Yesterday was a bit rougher than I expected.
Ya know, with it being busy, which usually helps…. and with having to work part of the day to keep me occupied… and with a bit of memories of family drama associated with christmas eve happenings last year, I really didn’t expect this one to be that bad.
The tears behaved themselves until later…. but the absence was very much felt.
Which, seems crazy to me.
How many years have I been alone at christmas? And one year, even with a freshly broken heart from just days before. Being alone should be my normal.
Just one year… not even a particularly deeply emotional night ever… and somehow, it seems like he’s supposed to be there… like he’s always been there.
It’s not like we were some couple that had been married since teen years and have never lived through the holidays alone before. It’s not like he’s been there year after year and it’s the first year of change.
But it feels like it.
I felt the absence on the ride over…. sitting on the couch… even in going to the kitchen and in things like having nobody else to grab a dr pepper for while I’m there.
It felt like there should be… even when there rarely has been.
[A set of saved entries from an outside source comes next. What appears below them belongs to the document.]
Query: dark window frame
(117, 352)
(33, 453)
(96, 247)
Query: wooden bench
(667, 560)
I’ve said before that there are times that this breakup has been harder on me than even deaths… and tonight was one of those weird cases. I haven’t felt a sense of absence that much like that even with family members who were regular constant figures but then were gone.
Life is weird I guess… and emotions are even weirder.
I guess I can just hope that someday, there will be a new person who will choose to fill that space, and will like being there and want to stay there.
I guess it is what it is until then.